As a method of suppressing the action of the gene causing the pathological condition, it has been proposed to suppress the expression of the protein by using an oligonucleotide (antisense oligonucleotide) complementary to mRNA transcribed from DNA. (Murakami, Kagaku, 46, 681-684, 1991).
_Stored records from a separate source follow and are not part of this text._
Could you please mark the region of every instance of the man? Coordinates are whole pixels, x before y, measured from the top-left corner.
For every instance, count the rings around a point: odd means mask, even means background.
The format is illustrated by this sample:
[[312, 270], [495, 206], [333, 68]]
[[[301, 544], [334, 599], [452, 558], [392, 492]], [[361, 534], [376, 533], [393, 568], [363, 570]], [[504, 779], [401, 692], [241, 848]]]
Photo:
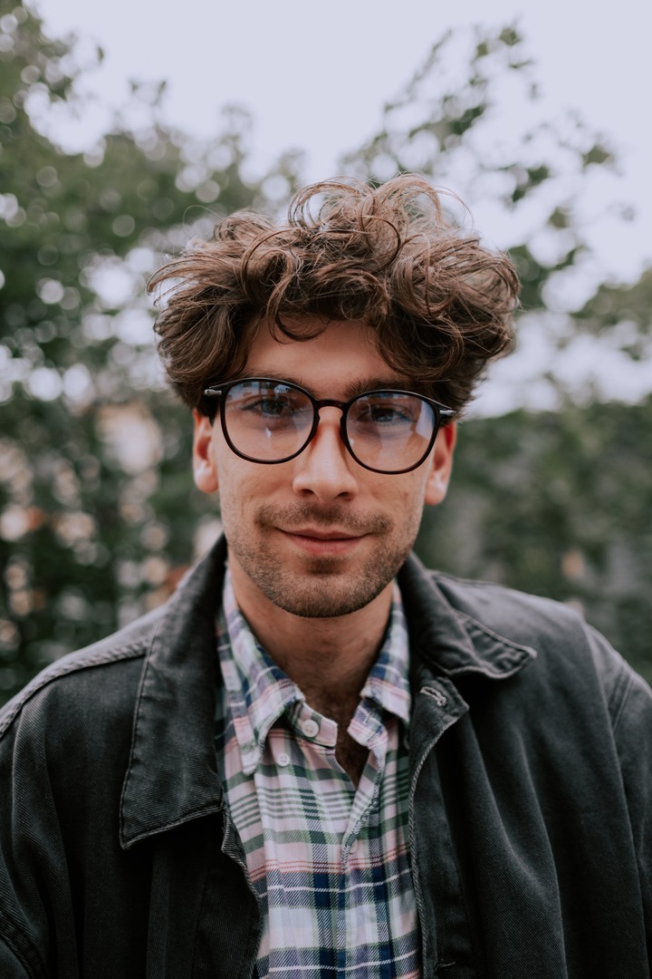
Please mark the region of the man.
[[648, 688], [411, 555], [509, 260], [402, 176], [232, 215], [153, 285], [225, 539], [5, 710], [0, 975], [649, 976]]

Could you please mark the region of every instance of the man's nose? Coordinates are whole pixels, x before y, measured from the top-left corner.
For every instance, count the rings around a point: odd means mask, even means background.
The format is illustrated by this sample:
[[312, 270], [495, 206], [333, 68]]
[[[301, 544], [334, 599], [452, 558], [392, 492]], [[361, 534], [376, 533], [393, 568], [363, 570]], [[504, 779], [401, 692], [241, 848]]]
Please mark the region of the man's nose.
[[320, 424], [312, 441], [296, 457], [293, 489], [299, 493], [314, 493], [324, 502], [338, 496], [355, 495], [357, 463], [342, 442], [341, 411], [327, 407], [320, 411]]

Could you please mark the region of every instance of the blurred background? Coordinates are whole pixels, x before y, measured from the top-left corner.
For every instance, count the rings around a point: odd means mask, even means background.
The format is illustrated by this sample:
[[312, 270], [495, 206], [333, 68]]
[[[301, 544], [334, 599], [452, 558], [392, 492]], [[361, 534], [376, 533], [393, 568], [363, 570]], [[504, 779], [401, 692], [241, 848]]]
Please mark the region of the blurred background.
[[235, 209], [401, 170], [458, 194], [523, 281], [418, 551], [571, 603], [652, 680], [652, 18], [630, 2], [600, 25], [500, 0], [488, 25], [471, 0], [155, 22], [0, 0], [0, 701], [219, 533], [152, 272]]

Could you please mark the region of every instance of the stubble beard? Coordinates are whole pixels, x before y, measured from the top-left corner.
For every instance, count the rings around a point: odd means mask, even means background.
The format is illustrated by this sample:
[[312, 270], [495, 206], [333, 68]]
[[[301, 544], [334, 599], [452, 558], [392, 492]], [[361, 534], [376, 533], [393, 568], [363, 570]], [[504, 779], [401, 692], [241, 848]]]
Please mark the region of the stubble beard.
[[[332, 619], [364, 608], [396, 577], [416, 537], [418, 523], [405, 533], [392, 535], [394, 522], [387, 516], [347, 514], [341, 506], [327, 511], [310, 505], [261, 506], [255, 520], [256, 541], [238, 530], [227, 532], [230, 551], [242, 570], [267, 598], [284, 612], [305, 619]], [[352, 536], [369, 535], [376, 546], [358, 565], [350, 559], [306, 555], [300, 572], [283, 564], [271, 537], [283, 530], [310, 526], [327, 531], [333, 527]]]

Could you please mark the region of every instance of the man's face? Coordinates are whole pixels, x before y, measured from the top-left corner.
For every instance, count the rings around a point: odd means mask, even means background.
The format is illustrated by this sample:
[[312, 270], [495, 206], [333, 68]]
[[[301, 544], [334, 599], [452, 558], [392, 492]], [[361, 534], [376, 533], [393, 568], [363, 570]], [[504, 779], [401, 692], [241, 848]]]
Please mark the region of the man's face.
[[[342, 401], [354, 390], [405, 389], [372, 336], [363, 322], [333, 322], [312, 340], [280, 343], [262, 325], [242, 376], [292, 381], [317, 398]], [[240, 605], [271, 602], [307, 618], [357, 611], [391, 586], [414, 542], [423, 504], [444, 498], [455, 426], [440, 430], [417, 469], [385, 475], [348, 453], [338, 408], [323, 408], [300, 455], [260, 465], [232, 451], [219, 421], [211, 426], [196, 413], [195, 480], [205, 492], [220, 491]]]

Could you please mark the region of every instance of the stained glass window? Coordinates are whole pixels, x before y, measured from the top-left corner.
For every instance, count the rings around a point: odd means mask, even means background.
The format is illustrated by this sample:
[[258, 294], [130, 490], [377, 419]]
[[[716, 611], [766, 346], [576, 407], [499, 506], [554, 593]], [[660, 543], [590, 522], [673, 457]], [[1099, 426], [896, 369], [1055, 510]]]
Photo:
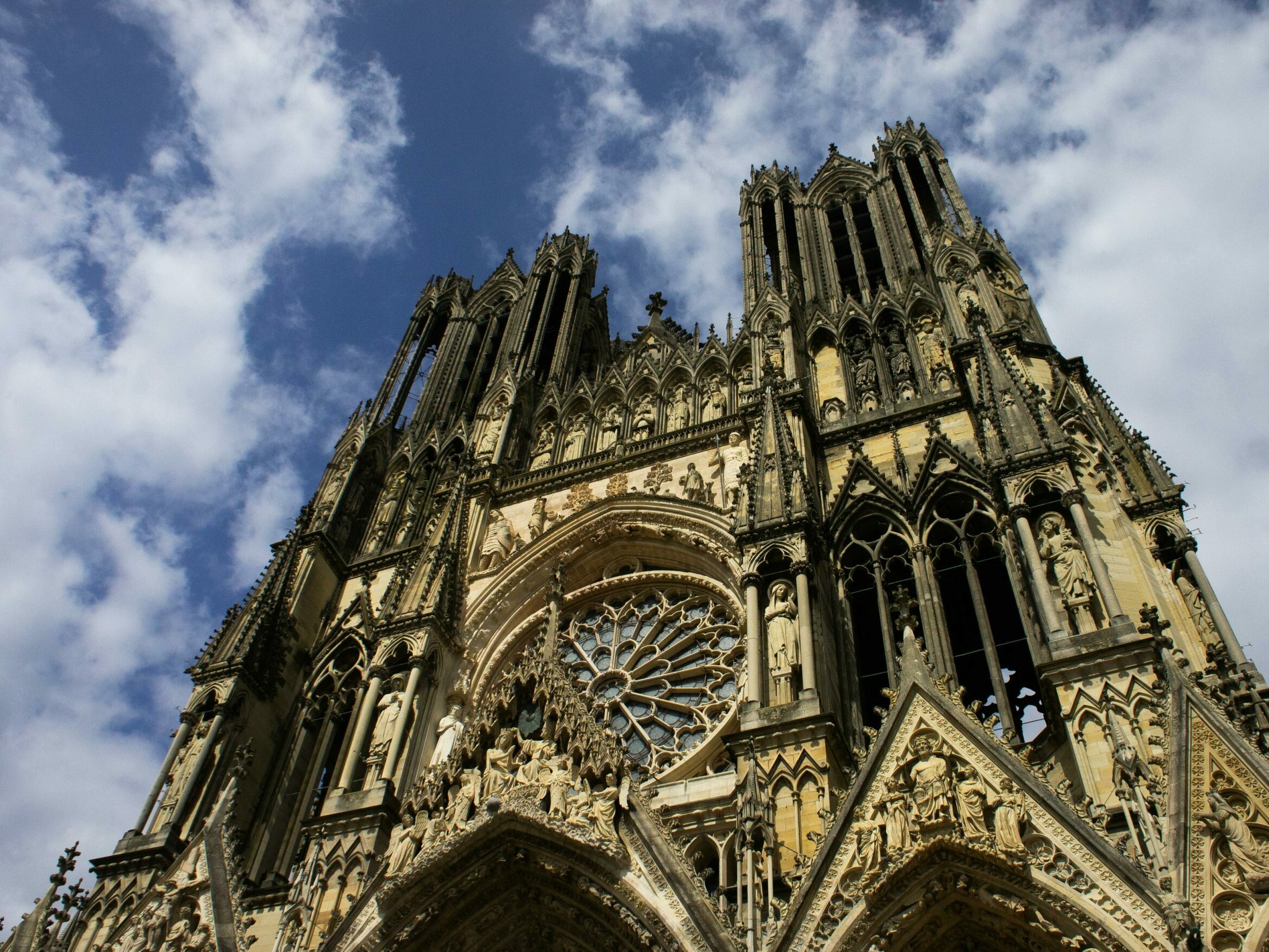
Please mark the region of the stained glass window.
[[595, 719], [654, 773], [700, 744], [736, 704], [740, 631], [716, 597], [627, 589], [561, 627], [560, 653]]

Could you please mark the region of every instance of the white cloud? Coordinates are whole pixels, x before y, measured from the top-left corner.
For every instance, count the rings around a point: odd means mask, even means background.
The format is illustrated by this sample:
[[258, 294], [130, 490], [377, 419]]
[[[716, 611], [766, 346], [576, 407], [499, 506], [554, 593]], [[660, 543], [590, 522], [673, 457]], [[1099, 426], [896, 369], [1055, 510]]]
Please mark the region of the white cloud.
[[376, 62], [344, 62], [335, 4], [114, 9], [152, 37], [184, 106], [122, 189], [67, 169], [23, 52], [0, 46], [0, 911], [10, 922], [62, 846], [107, 852], [154, 778], [151, 725], [156, 714], [173, 721], [188, 690], [181, 662], [214, 625], [183, 568], [189, 527], [241, 506], [241, 582], [303, 494], [288, 465], [264, 473], [258, 461], [329, 417], [327, 398], [272, 382], [247, 350], [249, 317], [293, 319], [251, 309], [270, 255], [297, 242], [365, 254], [402, 229], [396, 84]]
[[[572, 164], [546, 184], [555, 228], [633, 242], [670, 313], [740, 309], [736, 195], [750, 164], [827, 142], [871, 158], [912, 115], [1005, 235], [1067, 354], [1086, 355], [1129, 421], [1190, 480], [1202, 556], [1254, 654], [1258, 543], [1269, 525], [1269, 16], [1228, 3], [562, 0], [533, 44], [585, 109]], [[694, 48], [660, 79], [665, 41]], [[986, 207], [983, 207], [986, 205]], [[633, 322], [632, 322], [633, 323]]]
[0006] Furthermore, as a method for solving problems such as lifespan, stability, and cell uptake efficiency of antisense oligonucleotides, a methylphosphonate derivative or sulfur in which the oxygen of the phosphate group of the nucleotide is replaced with a methyl group is used. Modified antisense oligonucleotides such as substituted phosphorothioate derivatives are known (Murakami,
In fact, these antisense oligonucleotides were found to inhibit viral protein synthesis (Agris, CH et al., Biochemistry, 25, 6268-6275, 1).
986).

[0007] Based on this idea, Levy Y et al. Proliferate myeloma cell lines using human IL-6 as a growth factor by inhibiting the translation of human IL-6 mRNA with an antisense oligonucleotide. Were confirmed to be suppressed (Levy Y et al., J. Clin. Invest., 88, 696-69).
9, 1991). However, an antisense oligonucleotide derivative that significantly suppresses IL-6R expression in various cells expressing human IL-6R is not known.

[0008]

Accordingly, the present invention is intended to provide an antisense oligonucleotide derivative that inhibits the expression of human IL-6R.

[0009]

More specifically, the present invention provides at least 9 contiguous base sequences containing a base sequence of a part that is likely to form a loop structure of mRNA encoding human IL-6R. An expression inhibitor of human IL-6R comprising an antisense oligonucleotide derivative against

[0010]

[Detailed Description] The present inventor used human IL- using commercially available computer software for free energy calculation (eg, Genetyx, Secondary Structure Search and Hairpin Loop-Stem Parts Search manufactured by Software Development Co., Ltd.). In 6RmRNA, a base sequence that is considered to easily form a loop structure was sought from the viewpoint of free energy and structure, and an antisense oligonucleotide derivative against the base sequence containing the loop structure was synthesized. As a result, human soluble IL-6R (sIL- The inventors have found that the expression of 6R) is suppressed and completed the present invention. In a preferred embodiment of the present invention, an antisense oligonucleotide derivative for 9 to 30, more preferably 12 to 25 consecutive base sequences containing a base sequence capable of forming a loop structure of mRNA encoding human IL-6R To use.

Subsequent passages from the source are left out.